In practice, you can still use your own tags. Instead of clumsy markup like <span class="person">John</span>, you can use <person>John</person>. You can combine blocks (paragraphs, headings, etc.) into larger units using your own descriptive markup, e.g. <main>…</main> or <fig>…</fig>. This improves the readability of the markup and makes it is easier to associate end tags with start tags.

There are some problems, though:

These problems, except for the last one, relate to new HTML5 tags, too (though the second last is only marginally relevant).

So it’s your call—maybe. Your boss, your client, or your partners may have a word to say on using tags, and in education and training, you will probably be told to use the Right Markup, whatever it might be this week. But if you can choose, the benefits of “custom tags” probably outweigh the risks.
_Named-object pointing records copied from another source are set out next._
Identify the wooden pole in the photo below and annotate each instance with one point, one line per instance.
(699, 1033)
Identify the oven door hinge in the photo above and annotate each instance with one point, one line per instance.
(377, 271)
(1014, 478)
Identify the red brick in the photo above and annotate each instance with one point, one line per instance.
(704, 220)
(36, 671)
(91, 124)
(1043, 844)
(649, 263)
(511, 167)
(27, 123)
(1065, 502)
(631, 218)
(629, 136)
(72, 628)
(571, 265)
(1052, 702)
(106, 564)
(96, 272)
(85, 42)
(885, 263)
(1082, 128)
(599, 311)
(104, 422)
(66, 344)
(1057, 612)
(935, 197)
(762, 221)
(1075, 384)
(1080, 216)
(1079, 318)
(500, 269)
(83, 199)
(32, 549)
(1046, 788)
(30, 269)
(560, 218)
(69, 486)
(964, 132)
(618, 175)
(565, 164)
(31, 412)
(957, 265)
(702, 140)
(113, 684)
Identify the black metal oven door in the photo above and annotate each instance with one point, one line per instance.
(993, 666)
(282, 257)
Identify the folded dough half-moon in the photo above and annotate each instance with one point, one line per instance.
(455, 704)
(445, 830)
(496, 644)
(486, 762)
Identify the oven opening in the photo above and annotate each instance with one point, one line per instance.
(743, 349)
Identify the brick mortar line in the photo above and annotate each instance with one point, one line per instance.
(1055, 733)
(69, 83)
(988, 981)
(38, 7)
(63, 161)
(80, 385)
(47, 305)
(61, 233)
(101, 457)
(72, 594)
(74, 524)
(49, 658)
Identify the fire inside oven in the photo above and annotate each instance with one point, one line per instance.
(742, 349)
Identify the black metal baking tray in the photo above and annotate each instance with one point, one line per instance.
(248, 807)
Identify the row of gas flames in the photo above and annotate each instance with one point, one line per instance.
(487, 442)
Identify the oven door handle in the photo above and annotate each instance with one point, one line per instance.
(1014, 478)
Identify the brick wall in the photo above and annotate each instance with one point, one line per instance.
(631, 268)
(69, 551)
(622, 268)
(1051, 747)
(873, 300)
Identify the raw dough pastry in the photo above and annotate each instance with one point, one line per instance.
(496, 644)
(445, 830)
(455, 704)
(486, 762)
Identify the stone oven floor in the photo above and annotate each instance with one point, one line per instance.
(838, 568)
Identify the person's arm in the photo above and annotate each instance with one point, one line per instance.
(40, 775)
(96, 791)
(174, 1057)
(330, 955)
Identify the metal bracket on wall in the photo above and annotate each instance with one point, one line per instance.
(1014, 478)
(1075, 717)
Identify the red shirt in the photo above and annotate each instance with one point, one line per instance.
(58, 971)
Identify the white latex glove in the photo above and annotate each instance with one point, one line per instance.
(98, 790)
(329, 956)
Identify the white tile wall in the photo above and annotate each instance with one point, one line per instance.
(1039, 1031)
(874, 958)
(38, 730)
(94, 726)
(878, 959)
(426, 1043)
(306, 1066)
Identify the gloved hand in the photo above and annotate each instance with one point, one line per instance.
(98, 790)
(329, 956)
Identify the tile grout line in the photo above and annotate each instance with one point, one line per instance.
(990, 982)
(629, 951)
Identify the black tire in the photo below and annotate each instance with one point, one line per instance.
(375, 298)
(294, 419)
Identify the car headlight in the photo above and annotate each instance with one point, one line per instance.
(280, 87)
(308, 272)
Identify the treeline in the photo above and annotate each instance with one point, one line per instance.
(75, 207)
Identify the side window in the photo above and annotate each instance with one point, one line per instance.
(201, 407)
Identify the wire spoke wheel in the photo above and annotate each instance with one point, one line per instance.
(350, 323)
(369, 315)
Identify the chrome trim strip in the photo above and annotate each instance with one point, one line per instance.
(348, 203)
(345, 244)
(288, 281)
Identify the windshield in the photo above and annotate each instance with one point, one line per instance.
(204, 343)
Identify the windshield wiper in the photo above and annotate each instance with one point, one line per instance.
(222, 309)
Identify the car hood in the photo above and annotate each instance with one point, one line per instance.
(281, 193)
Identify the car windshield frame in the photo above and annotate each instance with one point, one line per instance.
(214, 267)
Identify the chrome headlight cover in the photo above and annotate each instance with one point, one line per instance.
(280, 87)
You could also use custom attributes, as in <person sex=male>John</person>, and corresponding at­tri­bute selectors in CSS, e.g. person[sex=male]. While this works on modern browsers, there is not much to be gained in comparison with using classes, and class selectors are better supported in old browsers. Remember that a class attribute value may contain several class names (well supported in browsers), e.g. class="employee male important".

Excuses

I was an advocate of semantic HTML markup for nearly 20 years. After much frustration, I was converted. A decisive event on the road to admitting the defeat of semantic HTML and drawing the conclusions was Ian “Hixie” Hickson’s message dated Sun Feb 12 13:25:52 PST 2012, with the title The blockquote element spec vs common quoting practices in the public WHATWG Working Group mailing list. He wrote, among other things: “The use case for most of the ‘semantic’ markup is [just] easier authoring and maintenance, in particular for se­lec­tors in CSS.”

Perhaps authors will use the new HTML5 tags widely, according to HTML5 rules, making the markup easier to read and modify to coworkers or others who work on the same markup. But I don’t see this as a big issue. And it is not realistic to expect (though admittedly pos­si­ble) that browsers will do anything special with these elements (except render them as blocks and not inline elements) or that search engines will get enthusiastic about them.

I have intentionally written mostly about tags here. I know the difference between tag and element quite well. I even know that confusing them with each other can cause real trouble. But for the purposes of this presentation, tag is suitable. After all, we talk about tag soup, not element soup.